Tuesday, April 7, 2015

When You're a Stranger

It has been a year and a half since I retired and a full year since we sold our house and moved to Central Florida.  T and I gave up many things during this time period.  We gave up our jobs, our friends, our gardens, Wegmans (!) and more.

The people in my NYS life knew me and what I was capable of.  I was respected, appreciated, sometimes disliked, occasionally loved.  I was someone specific and unique. I was not a stranger.

In considering retirement it is important to know giving up your job means giving up your identity.  Be forewarned so you can be prepared.  For our entire adult lives we define ourselves by the titles we hold and the work we perform.  Like many retirees, not only did T and I retire but we moved to a strange, far away place where no one knew us, where there was no external memory of who we had once been.
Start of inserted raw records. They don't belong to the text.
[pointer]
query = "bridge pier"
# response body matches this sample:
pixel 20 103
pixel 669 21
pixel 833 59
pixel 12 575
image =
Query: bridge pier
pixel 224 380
It is true that we live close to family now. That was the purpose of the move and the biggest joy of my post-retirement life.  Living near family provides roles to perform rather than a personal identity.  Our daughter and her family have a vague idea of who we are and the work we once did, vague being the key word.  We are their parents, in-laws, grandparents.  I love having those roles.  They suit me well. 

We are also a husband and a wife.  So yes, we still have a variety of roles to fill, and they are satisfying and enjoyable roles.  However, I have yet to redefine myself for myself.  I once knew how to do that.  I am not quite sure how to do that in retirement, but I trust it will happen over time. The fun comes in wondering who I will end up being.
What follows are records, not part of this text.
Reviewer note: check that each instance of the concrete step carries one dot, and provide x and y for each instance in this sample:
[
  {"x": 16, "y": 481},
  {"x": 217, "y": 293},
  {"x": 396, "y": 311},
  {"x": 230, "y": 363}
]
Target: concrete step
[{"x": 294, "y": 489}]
What I learned from experiencing change is this: if you keep going eventually life settles in and evens out. I trust in that notion because in spite of some initial discomfort, I have always acclimated to the cultural norms in each new situations.  In the course of those struggles I developed new ideas and learned to adapt and become flexible in my views of what normal might be. Those were valuable real-life lessons.  In spite of the underlying sadness and very real loss brought on by each change, I learned to trust my abilities to rise to the occasion. But in my work years, I did not have to be particularly pro-active.  Life came to ME.  You take a new job and stimulating challenges happen all around you.  The outer world takes charge of you.

The difference in retirement is that there are no ready made communities provided by the job you are taking on.  Sure, there are institutions I could join and places I could go to build a community, I just have not wanted to "go there" yet.  For now I savor the freedom of being an outsider, of being a stranger.  In theory, I guess it seems too much like work to join or belong to an institution. In practice, it would take some effort on my part.  For now, a day that I have something I must do still seems like a day that is lost to me. I guess the identity one cultivates in the post-retirement years is more personal and private.  As we age, it makes sense that we exert more energy exploring our inner life rather than our outer life?  There are fewer distractions.  That's a thought.